HiraokaHyperTools / msgreader

35 stars 9 forks source link

FieldsData body produces null character? #34

Closed PixelsByLucas closed 1 year ago

PixelsByLucas commented 1 year ago

Is it possible that FieldsData body can produce a null character like "\u0000" instead of the actual email body?

I noticed this in my logs from a PostgreSQL exception: invalid byte sequence for encoding "UTF8": 0x00. This is caused by trying to insert a null character into a text field. The value I was trying to insert was coming from FieldsData body. I noticed that the same email will sometimes produce this result, while other times the body is parsed fine and everything works as expected. Also when this issue happens, other data like messageDeliveryTime & recipients is parsed correctly.

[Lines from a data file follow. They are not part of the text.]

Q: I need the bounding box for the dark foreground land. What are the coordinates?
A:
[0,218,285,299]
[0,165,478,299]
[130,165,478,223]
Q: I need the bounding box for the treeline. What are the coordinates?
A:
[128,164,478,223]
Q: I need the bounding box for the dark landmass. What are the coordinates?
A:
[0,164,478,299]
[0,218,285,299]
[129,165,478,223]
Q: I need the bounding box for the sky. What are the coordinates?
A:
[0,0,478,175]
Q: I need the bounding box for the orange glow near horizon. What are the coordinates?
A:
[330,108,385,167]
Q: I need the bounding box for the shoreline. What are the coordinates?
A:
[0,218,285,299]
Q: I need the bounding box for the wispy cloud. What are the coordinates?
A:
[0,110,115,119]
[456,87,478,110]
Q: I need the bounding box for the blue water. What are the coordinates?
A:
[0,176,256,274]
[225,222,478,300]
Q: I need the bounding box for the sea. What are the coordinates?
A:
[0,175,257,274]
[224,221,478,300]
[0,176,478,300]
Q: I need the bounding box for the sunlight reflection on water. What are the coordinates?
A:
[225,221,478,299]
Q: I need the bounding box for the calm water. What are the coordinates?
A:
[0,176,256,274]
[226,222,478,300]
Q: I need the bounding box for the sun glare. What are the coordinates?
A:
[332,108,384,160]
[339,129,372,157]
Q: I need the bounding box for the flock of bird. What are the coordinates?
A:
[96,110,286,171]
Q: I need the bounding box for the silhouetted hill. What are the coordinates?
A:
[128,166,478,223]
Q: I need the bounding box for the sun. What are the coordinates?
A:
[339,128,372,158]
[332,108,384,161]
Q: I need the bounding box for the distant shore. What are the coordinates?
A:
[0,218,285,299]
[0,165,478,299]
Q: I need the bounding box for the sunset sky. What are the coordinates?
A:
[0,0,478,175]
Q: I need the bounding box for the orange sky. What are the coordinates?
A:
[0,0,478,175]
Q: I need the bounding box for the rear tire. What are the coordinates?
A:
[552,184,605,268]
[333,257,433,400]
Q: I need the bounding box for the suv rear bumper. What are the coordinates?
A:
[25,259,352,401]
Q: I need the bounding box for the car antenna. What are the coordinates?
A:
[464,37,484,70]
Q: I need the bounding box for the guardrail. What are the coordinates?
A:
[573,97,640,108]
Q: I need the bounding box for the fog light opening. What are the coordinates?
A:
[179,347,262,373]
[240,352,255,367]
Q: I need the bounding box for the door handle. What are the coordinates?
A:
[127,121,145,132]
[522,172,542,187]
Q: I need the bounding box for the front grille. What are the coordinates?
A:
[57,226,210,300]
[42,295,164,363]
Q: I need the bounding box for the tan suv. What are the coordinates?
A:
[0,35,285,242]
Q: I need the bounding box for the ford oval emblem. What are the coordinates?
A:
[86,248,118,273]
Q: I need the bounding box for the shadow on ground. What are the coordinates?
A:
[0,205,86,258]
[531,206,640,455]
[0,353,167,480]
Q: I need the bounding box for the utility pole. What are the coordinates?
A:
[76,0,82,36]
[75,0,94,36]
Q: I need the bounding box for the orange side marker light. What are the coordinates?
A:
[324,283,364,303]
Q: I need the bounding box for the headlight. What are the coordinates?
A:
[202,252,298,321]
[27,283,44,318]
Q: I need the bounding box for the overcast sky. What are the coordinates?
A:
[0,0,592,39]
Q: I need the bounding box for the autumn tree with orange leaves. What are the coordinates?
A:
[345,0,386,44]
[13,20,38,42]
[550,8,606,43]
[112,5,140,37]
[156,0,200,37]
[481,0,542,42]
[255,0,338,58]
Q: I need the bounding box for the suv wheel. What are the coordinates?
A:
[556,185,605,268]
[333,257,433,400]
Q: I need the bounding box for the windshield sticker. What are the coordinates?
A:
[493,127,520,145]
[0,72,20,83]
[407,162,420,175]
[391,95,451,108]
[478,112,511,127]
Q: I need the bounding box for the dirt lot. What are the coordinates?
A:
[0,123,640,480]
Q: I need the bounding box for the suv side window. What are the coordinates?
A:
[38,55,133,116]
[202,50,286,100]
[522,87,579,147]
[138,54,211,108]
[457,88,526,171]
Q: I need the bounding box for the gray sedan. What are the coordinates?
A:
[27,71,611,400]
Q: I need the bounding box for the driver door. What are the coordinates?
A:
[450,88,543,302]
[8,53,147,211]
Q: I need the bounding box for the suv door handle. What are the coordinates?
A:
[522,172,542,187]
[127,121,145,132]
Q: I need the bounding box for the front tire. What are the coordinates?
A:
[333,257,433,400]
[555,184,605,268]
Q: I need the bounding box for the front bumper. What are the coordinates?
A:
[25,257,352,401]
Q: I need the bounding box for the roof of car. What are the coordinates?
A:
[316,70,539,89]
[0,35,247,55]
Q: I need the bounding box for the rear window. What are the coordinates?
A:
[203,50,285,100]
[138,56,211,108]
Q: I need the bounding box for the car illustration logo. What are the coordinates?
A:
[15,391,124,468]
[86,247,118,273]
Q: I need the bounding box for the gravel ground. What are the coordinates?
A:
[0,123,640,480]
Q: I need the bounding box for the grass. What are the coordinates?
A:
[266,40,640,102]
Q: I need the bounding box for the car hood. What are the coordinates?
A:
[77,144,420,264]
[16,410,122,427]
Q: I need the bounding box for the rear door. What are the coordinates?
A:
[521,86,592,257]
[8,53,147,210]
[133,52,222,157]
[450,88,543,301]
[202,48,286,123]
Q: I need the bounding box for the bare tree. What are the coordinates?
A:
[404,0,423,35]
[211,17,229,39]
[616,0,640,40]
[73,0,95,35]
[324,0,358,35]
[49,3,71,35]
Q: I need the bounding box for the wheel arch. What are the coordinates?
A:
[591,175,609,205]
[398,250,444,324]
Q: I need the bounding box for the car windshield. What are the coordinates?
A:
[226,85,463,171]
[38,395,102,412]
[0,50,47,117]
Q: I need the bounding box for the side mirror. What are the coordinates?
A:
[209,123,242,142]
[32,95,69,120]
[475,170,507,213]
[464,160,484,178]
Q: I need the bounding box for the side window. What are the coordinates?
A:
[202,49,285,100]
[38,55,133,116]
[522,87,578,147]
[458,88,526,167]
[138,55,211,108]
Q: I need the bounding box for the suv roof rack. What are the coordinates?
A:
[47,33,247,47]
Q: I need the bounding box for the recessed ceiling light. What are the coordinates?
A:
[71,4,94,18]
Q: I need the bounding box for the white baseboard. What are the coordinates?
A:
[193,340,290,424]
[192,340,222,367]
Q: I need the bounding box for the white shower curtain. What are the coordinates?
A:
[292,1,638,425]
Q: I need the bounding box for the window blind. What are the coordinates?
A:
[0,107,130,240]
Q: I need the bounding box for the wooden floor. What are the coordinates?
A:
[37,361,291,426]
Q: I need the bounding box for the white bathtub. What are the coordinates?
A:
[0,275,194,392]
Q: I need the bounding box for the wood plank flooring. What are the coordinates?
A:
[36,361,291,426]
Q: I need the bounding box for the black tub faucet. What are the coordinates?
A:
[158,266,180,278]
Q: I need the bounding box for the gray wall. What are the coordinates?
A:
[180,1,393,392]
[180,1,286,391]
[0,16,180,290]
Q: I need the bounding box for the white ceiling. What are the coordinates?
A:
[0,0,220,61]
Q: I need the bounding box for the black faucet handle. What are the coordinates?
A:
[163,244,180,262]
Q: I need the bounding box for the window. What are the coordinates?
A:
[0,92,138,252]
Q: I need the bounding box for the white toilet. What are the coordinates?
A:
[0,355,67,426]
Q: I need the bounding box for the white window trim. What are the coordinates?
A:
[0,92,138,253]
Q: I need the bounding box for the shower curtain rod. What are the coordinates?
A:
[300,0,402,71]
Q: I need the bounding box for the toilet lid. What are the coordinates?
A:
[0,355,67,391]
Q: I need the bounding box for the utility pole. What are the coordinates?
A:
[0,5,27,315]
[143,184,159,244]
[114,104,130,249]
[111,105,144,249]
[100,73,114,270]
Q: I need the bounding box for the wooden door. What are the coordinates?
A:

Any idea what could be causing this?

kenjiuno commented 1 year ago

Do you mention body about this body? https://hiraokahypertools.github.io/msgreader/typedoc/interfaces/MsgReader.FieldsData.html#body

Including null character in body can be possible in considerable reasons.

Including null character in body might be edge case.

msgreader introduces value comparison tests. Compare JSON files that are made by property key-values extracted from msg file. https://github.com/HiraokaHyperTools/msgreader/tree/master/test Currently there is no known case of including null character in body .

If you have enough time to check this case, you can try another msg parser library like msg-parser - npm

If you want to browse direct content of msg file, 7-Zip File Manager for Windows is the best tool to explore.

2023-01-13_13h58_53

Select __substg1.0_1000001F and type F3 key to launch notepad or such.

2023-01-13_13h58_58

Reading the __substg1.0_1000001F file with binary editor may help to ident problems.

2023-01-13_14h03_38

Property type of __substg1.0_1000001F is PtypString. It is a string of Unicode characters in UTF-16LE format encoding. [MS-OXCDATA]: Property Data Types | Microsoft Learn

github-actions[bot] commented 1 year ago

This issue is stale because it has been open for 30 days with no activity.

github-actions[bot] commented 1 year ago

This issue was closed because it has been inactive for 14 days since being marked as stale.